Together they mounted the long white staircase of wood to the terrace. Baird could hear snoring from behind a closed door. Brilliant dragon-flies scouted the flowers. The sea shook itself and settled into sleep once more.

The small white cell was spotless. It contained a bed, two vivid oleographs, a table and a chair. The window looked clear out on to the sea. “I will send you a couple of blankets. It must be very primitive after what you are used to, but it is all we have.”

Baird lay down on the bed and said: “Thank God, Abbot, for the Mediterranean basin. Do you still bathe at the point? I should like to try and get brown all over again.”

“After you have slept,” said the old man tenderly, shaking hands with him again and smiling. The little girl came in bearing a pitcher of fresh water and a bowl. “Ah, Calypso,” said Baird, “you are becoming a woman of the house.” She smiled and withdrew again, but not before the Abbot had pulled her pigtails and called her a werewolf-child. “In ten years’ time,” he said proudly, “there won’t be a prettier girl in Crete.”

“By that time”, said Baird, “we shall be fighting the Russians or the Chinese.”

The old man sat upon the chair and threw one leg over the other.
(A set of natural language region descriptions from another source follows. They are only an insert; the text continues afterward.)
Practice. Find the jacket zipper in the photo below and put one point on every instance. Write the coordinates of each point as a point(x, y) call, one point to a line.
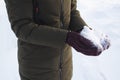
point(61, 25)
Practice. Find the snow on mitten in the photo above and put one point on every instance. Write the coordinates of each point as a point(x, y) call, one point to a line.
point(99, 40)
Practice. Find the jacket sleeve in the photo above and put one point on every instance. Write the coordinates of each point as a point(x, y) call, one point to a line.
point(76, 22)
point(20, 13)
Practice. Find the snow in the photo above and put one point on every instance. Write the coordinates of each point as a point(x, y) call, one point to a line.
point(102, 15)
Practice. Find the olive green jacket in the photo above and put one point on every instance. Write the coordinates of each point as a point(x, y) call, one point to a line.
point(41, 28)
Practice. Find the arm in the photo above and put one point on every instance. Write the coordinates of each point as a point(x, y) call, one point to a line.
point(76, 22)
point(20, 13)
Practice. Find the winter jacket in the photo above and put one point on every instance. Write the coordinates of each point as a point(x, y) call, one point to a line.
point(41, 27)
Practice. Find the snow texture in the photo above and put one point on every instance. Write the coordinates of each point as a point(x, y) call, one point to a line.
point(102, 15)
point(99, 40)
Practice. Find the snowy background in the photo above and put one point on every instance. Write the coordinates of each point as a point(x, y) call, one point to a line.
point(103, 15)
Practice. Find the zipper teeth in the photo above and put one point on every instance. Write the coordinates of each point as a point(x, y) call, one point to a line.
point(61, 14)
point(61, 24)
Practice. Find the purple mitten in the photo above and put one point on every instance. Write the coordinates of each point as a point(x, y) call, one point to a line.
point(99, 40)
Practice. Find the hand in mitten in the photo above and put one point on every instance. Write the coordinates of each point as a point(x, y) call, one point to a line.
point(81, 44)
point(97, 38)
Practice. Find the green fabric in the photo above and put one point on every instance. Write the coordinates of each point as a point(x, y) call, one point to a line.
point(42, 51)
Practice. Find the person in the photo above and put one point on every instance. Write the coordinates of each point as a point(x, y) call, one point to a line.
point(46, 30)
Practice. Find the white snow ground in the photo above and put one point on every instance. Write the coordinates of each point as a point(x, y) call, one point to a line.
point(103, 15)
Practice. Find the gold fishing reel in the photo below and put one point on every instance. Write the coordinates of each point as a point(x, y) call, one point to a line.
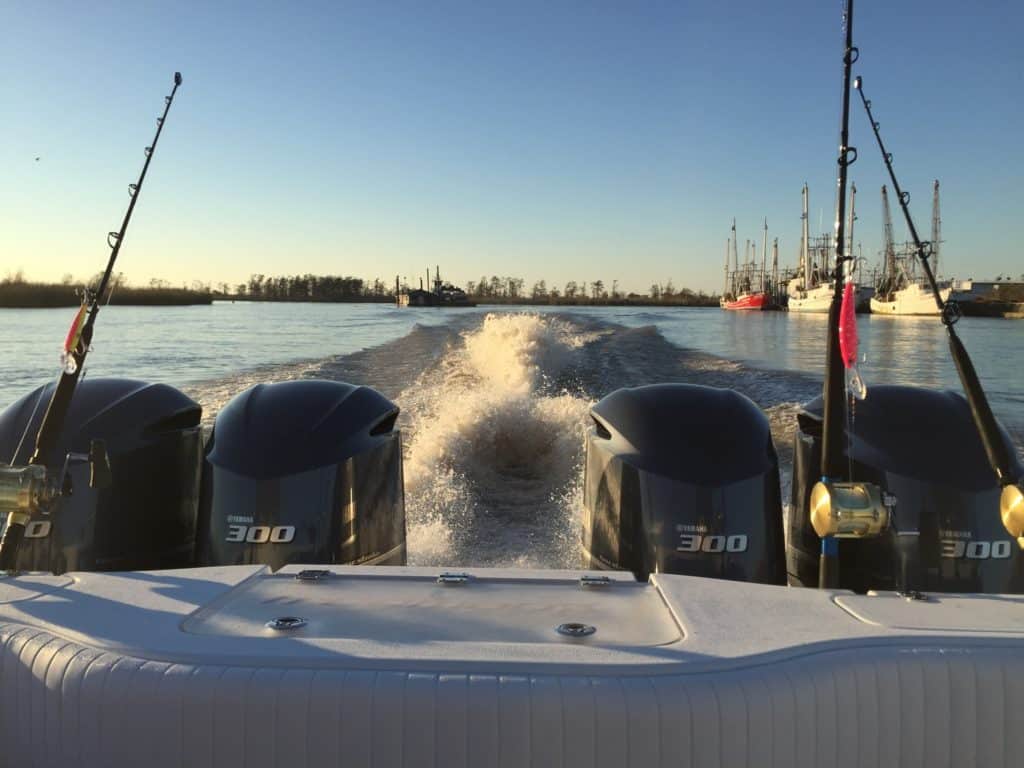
point(24, 492)
point(848, 510)
point(1012, 512)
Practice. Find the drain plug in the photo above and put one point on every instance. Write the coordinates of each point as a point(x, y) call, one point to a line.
point(286, 623)
point(574, 629)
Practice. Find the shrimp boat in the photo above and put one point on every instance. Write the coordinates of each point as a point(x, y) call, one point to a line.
point(812, 289)
point(901, 290)
point(739, 292)
point(244, 599)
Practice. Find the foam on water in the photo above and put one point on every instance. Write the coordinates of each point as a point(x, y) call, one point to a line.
point(494, 446)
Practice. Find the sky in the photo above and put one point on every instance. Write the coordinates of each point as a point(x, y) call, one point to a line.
point(555, 140)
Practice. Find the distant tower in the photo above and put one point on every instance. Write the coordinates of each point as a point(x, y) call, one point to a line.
point(888, 246)
point(936, 228)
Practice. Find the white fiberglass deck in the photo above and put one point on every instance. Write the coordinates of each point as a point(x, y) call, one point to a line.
point(390, 668)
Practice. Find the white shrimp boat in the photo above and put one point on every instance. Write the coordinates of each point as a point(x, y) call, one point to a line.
point(913, 299)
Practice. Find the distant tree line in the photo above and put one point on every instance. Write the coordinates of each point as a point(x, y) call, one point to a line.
point(310, 288)
point(512, 291)
point(15, 291)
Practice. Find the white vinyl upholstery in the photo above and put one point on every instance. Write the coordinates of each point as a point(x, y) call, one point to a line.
point(762, 676)
point(64, 704)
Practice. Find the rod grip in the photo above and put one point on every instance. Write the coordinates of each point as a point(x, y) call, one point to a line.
point(10, 545)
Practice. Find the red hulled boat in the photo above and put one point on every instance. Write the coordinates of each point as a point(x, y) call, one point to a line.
point(758, 300)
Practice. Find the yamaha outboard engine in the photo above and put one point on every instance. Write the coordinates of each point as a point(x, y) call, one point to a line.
point(922, 449)
point(128, 463)
point(304, 472)
point(682, 479)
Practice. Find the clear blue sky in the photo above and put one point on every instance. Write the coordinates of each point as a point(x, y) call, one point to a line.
point(542, 139)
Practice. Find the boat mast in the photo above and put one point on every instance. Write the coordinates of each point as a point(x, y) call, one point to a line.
point(764, 258)
point(735, 253)
point(805, 246)
point(853, 217)
point(774, 265)
point(725, 289)
point(887, 242)
point(936, 228)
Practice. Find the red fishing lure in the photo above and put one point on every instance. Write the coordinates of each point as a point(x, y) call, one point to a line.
point(848, 326)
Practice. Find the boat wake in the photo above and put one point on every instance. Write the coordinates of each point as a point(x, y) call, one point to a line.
point(494, 413)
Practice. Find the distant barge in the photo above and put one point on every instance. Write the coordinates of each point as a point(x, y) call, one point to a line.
point(442, 295)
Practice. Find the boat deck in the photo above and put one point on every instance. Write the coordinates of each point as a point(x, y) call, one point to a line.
point(392, 668)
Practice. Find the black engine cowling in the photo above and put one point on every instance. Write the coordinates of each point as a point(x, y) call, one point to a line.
point(145, 518)
point(682, 479)
point(304, 472)
point(921, 446)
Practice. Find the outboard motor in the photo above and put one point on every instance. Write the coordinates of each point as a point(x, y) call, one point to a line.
point(304, 472)
point(143, 446)
point(922, 449)
point(682, 479)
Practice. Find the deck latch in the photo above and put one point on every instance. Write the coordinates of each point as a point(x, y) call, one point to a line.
point(450, 579)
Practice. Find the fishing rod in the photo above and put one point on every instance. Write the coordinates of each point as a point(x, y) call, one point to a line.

He gazed earnestly at Baird for a long time without speaking. “There’s something else as yet,” he said at last, with all his old shrewdness. “That is in your mind to ask me. Something you have come to find out.”

“Yes,” said Baird. “It’s not important.”

“At the heart of the honeycomb lies the sweetness,” said the Abbot oracularly. “What can it be?”
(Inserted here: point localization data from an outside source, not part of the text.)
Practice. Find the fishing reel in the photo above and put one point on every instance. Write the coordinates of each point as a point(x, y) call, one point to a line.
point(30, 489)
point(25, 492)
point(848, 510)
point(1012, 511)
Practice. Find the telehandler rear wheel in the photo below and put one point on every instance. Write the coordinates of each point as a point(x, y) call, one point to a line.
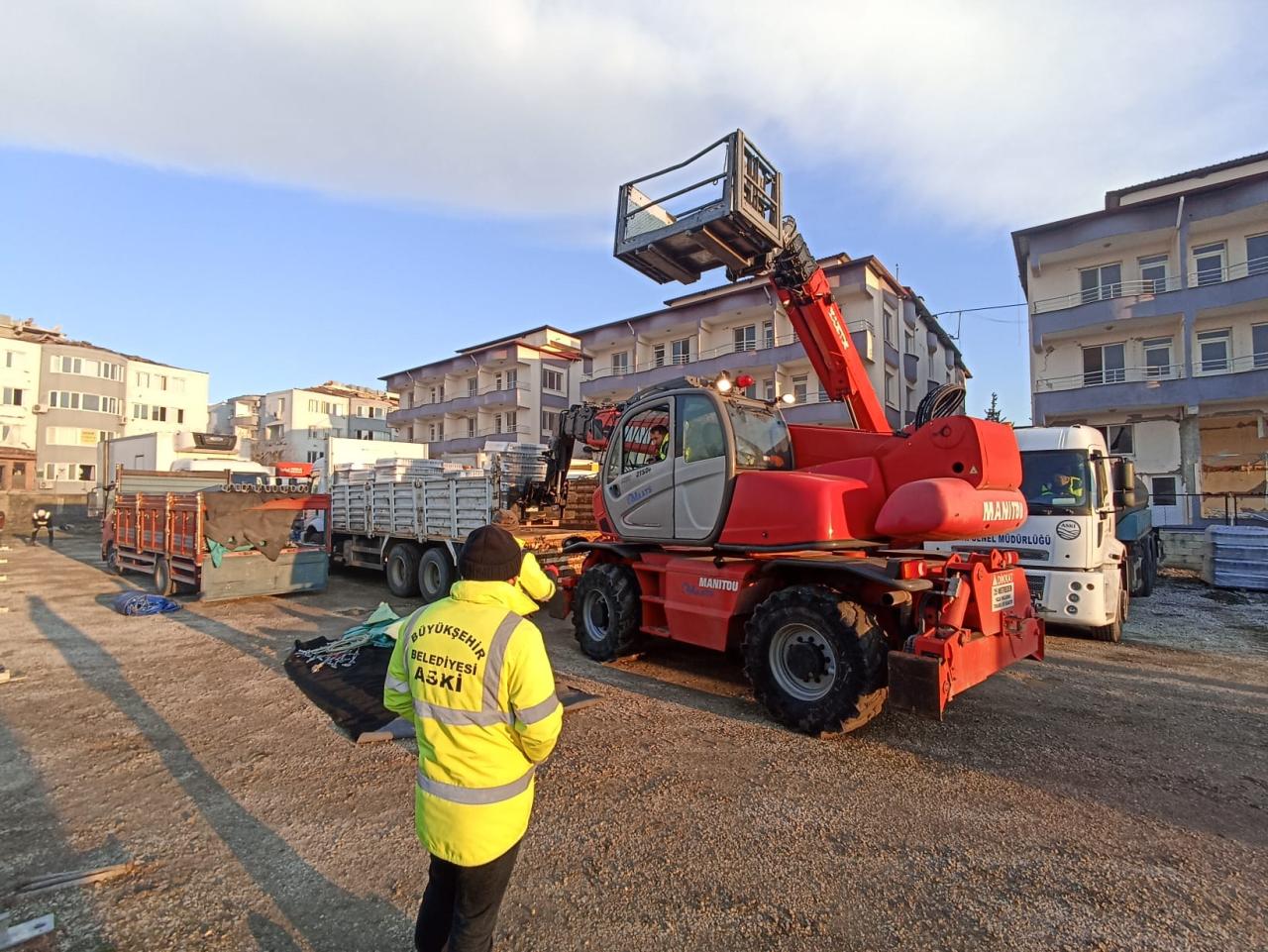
point(605, 611)
point(815, 662)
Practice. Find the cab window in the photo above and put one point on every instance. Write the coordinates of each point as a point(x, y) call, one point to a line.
point(700, 434)
point(646, 438)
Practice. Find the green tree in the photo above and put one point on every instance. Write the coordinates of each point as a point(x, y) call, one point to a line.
point(993, 411)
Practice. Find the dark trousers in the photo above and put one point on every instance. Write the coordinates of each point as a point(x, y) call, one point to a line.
point(461, 904)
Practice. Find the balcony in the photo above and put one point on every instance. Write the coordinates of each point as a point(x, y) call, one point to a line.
point(1137, 300)
point(1139, 388)
point(710, 363)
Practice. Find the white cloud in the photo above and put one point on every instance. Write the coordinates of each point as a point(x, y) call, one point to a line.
point(983, 113)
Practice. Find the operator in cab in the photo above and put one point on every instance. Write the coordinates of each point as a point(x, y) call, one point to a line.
point(535, 582)
point(1063, 485)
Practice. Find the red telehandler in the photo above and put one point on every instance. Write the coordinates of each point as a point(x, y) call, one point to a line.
point(725, 526)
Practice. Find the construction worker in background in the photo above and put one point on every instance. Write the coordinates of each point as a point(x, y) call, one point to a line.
point(474, 676)
point(1063, 484)
point(661, 441)
point(41, 519)
point(537, 583)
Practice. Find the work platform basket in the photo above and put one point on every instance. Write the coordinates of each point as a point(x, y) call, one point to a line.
point(730, 218)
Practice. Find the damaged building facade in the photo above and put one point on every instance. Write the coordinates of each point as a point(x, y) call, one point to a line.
point(1149, 320)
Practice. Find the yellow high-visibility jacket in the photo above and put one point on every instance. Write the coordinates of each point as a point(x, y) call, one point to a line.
point(474, 676)
point(535, 583)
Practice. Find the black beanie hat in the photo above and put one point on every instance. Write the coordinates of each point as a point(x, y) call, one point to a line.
point(489, 554)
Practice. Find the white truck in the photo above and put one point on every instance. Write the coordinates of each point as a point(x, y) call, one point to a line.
point(1088, 544)
point(407, 516)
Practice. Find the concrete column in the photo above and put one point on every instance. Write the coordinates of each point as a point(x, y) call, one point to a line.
point(1191, 461)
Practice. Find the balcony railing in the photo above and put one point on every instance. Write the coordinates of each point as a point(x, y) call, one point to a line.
point(1155, 285)
point(1122, 374)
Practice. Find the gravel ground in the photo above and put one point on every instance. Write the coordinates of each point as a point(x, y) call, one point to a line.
point(1110, 797)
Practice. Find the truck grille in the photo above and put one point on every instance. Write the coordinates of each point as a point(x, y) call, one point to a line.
point(1036, 585)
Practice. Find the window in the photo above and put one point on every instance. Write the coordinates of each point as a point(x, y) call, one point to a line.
point(1119, 439)
point(1153, 274)
point(1259, 344)
point(1209, 263)
point(1158, 358)
point(644, 435)
point(1163, 492)
point(683, 352)
point(1101, 282)
point(1213, 349)
point(1104, 364)
point(1257, 254)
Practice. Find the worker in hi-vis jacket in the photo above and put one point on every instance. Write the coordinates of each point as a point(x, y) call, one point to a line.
point(472, 674)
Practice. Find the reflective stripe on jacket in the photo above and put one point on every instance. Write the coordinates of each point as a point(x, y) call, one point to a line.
point(535, 583)
point(475, 679)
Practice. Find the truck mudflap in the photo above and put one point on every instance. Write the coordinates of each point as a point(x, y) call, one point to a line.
point(244, 575)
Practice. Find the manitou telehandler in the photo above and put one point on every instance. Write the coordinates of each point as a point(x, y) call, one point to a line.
point(725, 526)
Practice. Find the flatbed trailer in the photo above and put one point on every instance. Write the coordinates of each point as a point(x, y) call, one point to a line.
point(412, 527)
point(162, 531)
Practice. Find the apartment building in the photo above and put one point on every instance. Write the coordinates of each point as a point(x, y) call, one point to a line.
point(742, 329)
point(510, 389)
point(292, 426)
point(1149, 318)
point(63, 397)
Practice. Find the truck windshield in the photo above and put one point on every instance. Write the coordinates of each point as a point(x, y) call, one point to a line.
point(761, 438)
point(1056, 481)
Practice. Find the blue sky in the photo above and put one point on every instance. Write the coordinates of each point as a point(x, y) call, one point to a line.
point(284, 193)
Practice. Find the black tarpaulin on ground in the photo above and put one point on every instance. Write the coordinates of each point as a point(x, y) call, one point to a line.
point(240, 519)
point(352, 696)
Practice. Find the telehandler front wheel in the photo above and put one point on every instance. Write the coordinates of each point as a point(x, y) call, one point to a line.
point(606, 612)
point(815, 662)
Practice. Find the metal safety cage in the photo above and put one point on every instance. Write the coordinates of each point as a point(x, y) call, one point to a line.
point(730, 218)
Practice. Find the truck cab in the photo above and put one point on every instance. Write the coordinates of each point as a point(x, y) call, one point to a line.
point(1076, 565)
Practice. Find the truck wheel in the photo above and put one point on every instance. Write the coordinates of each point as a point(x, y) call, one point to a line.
point(163, 584)
point(605, 611)
point(435, 575)
point(1148, 571)
point(1112, 633)
point(402, 571)
point(815, 662)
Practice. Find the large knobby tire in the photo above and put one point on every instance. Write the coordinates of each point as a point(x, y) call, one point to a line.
point(402, 571)
point(815, 662)
point(606, 611)
point(163, 584)
point(1112, 633)
point(436, 575)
He listened attentively while Baird told him of his dream; of the reappearance of Böcklin in his mind; of the visits to Hogarth. Somehow he found it very simple to express the basis of Hogarth’s teaching to the old man. He nodded all the time. It was surely the first person he had met, thought Baird, to whom Hogarth’s peculiar doctrines were not unfamiliar or downright insane. When he spoke of Hogarth’s suggestion that he should return and dig up Böcklin and lay his body in consecrated ground, the Abbot John slapped his knee heavily and said: “This man is a very wise man. A very wise man. In this way your conscience would clear itself and the dream would lift.”

“But it has lifted anyway,” said Baird excitedly. “In fact, it has lifted by a miracle. For Böcklin is not there — is not anywhere, unless you have moved him.”